Recently, The Economist posted two articles reporting on Charter schools. While they admit that there is difficulty with determining the success of Charters due to the lack of credible research on the subject, they make an interesting case on what they view are the pros and cons based on the metrics that are available. They argue that the states that are seeing success and are doing it right have correct laws in place governing Charters. They highlight that the key elements to Charters is that they are privately run while being publicly funded, and that because of the privatization they often bypass the teacher’s unions which makes it easier to provide oversight and monitoring and to quickly address failing schools. Quicker at least than their traditional public school counterparts.They contend:
…[T]he virtue of experiments is that you can learn from them; and it is now becoming clear how and where charter schools work best. Poor pupils, those in urban environments and English-language learners fare better in charters. In states that monitor them carefully and close down failing schools quickly, they work best. And one great advantage is that partly because most are free of union control, they can be closed down more easily if they are failing.
This assertion is based on research from institutions like Mathematica, an independent policy group, a national “meta-analysis” of research, done last year for the Centre on Reinventing Public Education in Seattle, and another recent study in Massachusetts for the National Bureau of Economic Research, which all concluded that in targeted areas with targeted students Charters are effective.
Another benefit to Charters that the article points out, is that Charters raise the bar and provide competition to their traditional public school counterparts. Thus, this may result in raising the level of performance from these schools in the same area. They quote Margaret Raymond, the Director of the Credo Institute (a leading researcher of Charters), saying:
Ms Raymond says traditional public schools no longer have the excuse that they cannot be blamed for the poor performance of children because of their background; so competition from charters may improve standards in non-charters, too.

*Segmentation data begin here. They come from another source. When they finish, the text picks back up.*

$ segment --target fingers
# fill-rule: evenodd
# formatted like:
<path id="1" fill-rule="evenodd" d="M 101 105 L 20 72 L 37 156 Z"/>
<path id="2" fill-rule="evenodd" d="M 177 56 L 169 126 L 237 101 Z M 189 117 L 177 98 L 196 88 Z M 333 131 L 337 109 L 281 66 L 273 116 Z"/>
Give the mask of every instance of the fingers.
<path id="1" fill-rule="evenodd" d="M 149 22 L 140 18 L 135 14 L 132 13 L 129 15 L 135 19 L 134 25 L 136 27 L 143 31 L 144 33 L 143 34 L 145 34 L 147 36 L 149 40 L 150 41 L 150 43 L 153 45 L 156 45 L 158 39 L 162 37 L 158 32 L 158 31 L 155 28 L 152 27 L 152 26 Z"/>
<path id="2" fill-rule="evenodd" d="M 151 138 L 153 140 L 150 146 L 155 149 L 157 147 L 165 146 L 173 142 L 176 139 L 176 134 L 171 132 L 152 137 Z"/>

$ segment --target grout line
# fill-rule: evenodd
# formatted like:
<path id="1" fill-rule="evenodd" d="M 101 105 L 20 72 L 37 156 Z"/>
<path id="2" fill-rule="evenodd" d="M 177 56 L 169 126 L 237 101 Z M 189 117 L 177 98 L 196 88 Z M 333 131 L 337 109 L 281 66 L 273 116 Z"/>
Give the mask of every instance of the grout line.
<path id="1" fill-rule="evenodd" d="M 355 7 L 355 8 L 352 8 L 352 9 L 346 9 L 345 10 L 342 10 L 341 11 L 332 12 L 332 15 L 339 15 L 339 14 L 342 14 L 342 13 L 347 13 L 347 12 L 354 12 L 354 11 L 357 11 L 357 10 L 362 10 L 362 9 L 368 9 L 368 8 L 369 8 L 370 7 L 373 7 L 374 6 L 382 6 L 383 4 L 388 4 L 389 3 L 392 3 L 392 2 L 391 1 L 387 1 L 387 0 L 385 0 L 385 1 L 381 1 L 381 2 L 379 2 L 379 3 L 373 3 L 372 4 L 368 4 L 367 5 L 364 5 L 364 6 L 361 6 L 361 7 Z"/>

The articles concludes with these thoughts:
It is pretty clear now that giving schools independence—so long as it is done in the right way, with the right monitoring, regulation and safeguards from the state—works. Yet it remains politically difficult to implement. That is why it needs a strong push from national governments. Britain is giving school independence the shove it needs. In America, artificial limits on the number of charter schools must be ended, and they must get the same levels of funding as other schools.[...]The least this generation can do for its children is to try its best to improve its state schools. Giving them more independence can do that at no extra cost. Let there be more of it.